Strona:PL Helena Pajzderska-Nowelle 234.jpeg

Ta strona została uwierzytelniona.

Czy ta istota dziwna, któréj przenikliwość nieraz późniéj wprowadzała mnie w podziw, odgadła i wtedy moje obawy, nie wiem, ale popatrzywszy na mnie bystro, mówiła daléj tonem lekkim:
— Ja tego wszystkiego, jako rzeczy zupełnie specyjalnych nie czytałam, a choćbym i czytała, nie potrzebujesz się pan lękać, żebym mu jaki z tego powodu powiedziała komplement. Wiem, że pochwała profana jest często przykrzejszą od nagany znawcy. Ale jest inna niwa, na któréj pan pracujesz, a którą choć mało kto uprawiać, wielu przecież rozumieć i kochać może... Domyślasz się pan, że mam na myśli poezyję.

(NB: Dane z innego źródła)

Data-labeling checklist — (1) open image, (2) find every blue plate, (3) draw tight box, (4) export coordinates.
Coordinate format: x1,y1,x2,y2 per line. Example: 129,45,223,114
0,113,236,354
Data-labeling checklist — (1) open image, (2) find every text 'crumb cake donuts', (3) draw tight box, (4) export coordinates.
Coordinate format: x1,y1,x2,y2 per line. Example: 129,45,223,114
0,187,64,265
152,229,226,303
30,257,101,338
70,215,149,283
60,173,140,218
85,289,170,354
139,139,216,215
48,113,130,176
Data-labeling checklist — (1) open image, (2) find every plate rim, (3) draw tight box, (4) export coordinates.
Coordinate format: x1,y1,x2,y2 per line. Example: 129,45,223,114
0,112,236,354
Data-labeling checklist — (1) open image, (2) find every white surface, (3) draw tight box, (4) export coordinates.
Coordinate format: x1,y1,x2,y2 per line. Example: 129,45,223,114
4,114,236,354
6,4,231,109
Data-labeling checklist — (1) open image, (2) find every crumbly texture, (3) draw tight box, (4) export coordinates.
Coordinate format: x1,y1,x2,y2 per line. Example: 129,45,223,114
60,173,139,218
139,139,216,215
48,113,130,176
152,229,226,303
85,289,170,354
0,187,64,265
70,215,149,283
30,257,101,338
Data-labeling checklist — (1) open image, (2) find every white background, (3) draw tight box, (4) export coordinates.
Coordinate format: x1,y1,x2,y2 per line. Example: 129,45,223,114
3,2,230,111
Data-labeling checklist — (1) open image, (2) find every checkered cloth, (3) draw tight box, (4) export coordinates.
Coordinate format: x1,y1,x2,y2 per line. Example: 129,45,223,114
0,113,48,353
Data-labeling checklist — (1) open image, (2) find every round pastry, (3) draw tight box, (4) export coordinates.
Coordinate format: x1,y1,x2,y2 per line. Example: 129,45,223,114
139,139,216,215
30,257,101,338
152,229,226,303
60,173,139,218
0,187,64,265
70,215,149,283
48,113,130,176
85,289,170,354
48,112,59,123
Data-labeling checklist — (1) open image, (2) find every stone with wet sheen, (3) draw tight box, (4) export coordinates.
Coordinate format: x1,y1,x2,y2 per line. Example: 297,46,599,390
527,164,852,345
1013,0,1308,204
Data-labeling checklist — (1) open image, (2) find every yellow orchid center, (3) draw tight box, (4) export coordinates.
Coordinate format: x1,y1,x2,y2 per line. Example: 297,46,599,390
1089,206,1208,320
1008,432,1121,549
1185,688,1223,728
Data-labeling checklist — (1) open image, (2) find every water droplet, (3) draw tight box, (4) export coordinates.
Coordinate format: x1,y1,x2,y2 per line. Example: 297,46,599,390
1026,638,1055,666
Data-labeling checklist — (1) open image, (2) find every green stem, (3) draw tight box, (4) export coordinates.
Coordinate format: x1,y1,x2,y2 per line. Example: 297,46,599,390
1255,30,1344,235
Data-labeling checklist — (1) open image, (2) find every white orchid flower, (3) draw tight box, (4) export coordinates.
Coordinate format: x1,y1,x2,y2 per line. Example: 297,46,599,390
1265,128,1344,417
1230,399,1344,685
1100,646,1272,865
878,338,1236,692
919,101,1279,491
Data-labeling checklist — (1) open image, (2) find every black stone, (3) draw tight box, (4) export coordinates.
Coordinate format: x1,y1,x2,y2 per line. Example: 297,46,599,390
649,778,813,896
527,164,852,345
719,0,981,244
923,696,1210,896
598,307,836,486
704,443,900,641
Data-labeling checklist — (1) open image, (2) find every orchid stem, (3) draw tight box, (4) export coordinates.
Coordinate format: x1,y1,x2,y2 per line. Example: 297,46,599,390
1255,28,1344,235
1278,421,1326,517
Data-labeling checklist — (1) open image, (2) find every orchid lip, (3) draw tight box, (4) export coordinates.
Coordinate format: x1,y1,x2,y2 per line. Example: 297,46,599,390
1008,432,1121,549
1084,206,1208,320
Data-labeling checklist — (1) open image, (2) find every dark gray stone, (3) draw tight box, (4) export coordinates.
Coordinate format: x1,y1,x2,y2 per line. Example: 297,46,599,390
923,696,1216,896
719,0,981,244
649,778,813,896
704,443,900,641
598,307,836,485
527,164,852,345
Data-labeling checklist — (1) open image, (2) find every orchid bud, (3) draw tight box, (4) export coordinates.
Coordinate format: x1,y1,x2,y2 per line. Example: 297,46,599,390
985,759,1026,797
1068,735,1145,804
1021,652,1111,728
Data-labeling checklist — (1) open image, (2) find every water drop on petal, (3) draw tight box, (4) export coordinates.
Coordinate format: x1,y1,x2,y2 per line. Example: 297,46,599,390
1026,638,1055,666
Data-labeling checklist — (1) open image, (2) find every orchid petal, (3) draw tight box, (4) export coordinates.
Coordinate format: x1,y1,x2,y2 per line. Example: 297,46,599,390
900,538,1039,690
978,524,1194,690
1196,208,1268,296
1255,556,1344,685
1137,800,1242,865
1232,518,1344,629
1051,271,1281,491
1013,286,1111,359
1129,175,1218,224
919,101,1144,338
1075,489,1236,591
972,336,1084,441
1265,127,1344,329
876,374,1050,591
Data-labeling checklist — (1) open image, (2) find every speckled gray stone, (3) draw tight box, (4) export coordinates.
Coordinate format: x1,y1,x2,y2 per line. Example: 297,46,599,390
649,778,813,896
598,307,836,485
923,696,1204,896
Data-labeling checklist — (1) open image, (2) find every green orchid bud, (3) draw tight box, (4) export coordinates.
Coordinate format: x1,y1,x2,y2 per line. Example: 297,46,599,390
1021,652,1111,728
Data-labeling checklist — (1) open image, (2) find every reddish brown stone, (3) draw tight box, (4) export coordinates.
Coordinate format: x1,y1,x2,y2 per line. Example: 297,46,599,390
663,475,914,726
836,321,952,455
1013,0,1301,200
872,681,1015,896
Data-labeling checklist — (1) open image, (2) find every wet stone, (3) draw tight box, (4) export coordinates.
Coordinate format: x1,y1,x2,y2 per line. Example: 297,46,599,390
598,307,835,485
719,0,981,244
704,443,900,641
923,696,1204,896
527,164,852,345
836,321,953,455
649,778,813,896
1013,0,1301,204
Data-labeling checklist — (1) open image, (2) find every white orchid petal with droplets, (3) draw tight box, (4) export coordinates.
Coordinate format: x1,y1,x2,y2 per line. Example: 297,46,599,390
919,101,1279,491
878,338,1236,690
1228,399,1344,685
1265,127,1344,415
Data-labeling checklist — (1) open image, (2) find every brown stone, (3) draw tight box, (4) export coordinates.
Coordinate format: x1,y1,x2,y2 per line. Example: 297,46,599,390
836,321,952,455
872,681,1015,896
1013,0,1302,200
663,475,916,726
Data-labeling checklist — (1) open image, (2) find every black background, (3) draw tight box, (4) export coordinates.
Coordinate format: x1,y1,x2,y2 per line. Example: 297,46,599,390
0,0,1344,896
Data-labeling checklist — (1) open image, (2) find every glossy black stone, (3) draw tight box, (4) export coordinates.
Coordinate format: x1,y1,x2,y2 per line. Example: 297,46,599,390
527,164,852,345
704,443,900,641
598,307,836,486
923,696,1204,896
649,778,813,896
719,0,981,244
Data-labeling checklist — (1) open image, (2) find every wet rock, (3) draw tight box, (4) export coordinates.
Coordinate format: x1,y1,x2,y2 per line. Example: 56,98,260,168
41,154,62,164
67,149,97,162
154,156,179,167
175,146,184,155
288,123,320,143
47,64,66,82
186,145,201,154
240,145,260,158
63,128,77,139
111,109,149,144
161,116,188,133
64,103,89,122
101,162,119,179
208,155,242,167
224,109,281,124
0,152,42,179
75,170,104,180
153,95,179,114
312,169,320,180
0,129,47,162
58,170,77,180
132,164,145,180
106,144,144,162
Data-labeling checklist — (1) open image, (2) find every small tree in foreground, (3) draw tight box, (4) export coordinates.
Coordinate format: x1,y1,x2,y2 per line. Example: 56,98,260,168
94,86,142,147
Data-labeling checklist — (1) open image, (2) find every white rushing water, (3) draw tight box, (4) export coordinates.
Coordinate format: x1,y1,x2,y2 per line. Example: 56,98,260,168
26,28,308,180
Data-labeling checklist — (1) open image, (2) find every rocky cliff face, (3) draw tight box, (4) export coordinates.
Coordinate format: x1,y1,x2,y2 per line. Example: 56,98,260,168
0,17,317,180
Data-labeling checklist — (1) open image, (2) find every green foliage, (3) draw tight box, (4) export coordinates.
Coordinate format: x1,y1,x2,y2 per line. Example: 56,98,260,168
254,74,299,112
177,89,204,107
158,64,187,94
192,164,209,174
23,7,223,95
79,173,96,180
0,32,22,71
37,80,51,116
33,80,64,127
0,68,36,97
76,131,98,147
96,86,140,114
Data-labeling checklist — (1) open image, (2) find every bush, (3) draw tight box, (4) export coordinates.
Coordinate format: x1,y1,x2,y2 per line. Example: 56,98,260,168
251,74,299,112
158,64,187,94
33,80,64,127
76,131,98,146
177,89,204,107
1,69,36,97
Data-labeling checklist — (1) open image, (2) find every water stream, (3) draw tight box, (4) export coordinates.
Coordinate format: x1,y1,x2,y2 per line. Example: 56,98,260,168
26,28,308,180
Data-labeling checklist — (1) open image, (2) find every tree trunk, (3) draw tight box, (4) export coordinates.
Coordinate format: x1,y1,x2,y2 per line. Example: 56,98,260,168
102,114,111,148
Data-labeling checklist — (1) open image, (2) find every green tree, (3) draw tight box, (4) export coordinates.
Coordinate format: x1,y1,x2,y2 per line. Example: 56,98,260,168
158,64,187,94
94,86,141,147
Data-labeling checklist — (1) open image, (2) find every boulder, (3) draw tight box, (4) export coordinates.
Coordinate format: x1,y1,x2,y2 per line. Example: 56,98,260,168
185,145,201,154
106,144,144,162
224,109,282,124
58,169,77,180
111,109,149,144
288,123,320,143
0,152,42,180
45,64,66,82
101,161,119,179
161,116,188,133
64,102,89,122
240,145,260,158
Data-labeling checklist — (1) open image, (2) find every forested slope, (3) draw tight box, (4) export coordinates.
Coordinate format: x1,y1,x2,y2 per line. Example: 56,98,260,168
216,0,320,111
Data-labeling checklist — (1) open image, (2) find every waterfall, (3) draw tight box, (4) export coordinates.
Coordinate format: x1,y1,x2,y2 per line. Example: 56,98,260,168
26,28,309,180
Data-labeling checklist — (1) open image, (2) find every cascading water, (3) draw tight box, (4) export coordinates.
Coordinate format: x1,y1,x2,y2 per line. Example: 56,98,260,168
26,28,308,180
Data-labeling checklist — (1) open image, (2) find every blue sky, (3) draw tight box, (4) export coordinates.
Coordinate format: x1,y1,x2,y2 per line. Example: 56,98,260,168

W téj chwili „wykrzyknik,” któremu od czasu zawiązania rozmowy między nami, nie dostało się ani jedno spojrzenie, wycofał się z poza fotelu i odszedł sztywnym, miarowym krokiem, rzucając na mnie wzrok pełen niechęci. „Kropka” zaniedbana, także pogodziła się już dawniéj z losem, przeniósłszy swe flegmatyczne adoracyje na sąsiadkę z drugiéj strony. Nikt więc nie przeszkadzał dalszéj naszéj rozmowie, którą nazwałbym zwrotnym punktem mojego życia. Wzmianka o poezyi posłużyła jéj do potrącenia o najbardziéj osobiste, najżywiéj obchodzące mnie kwestyje. Wspominałem już panu, iż nieraz przy muzyce matki zdarzyło mi się improwizować! Z improwizacyi tych, przenoszonych potém w poprawniejszéj formie na papier, utworzył się szereg „tłómaczeń Szopena,”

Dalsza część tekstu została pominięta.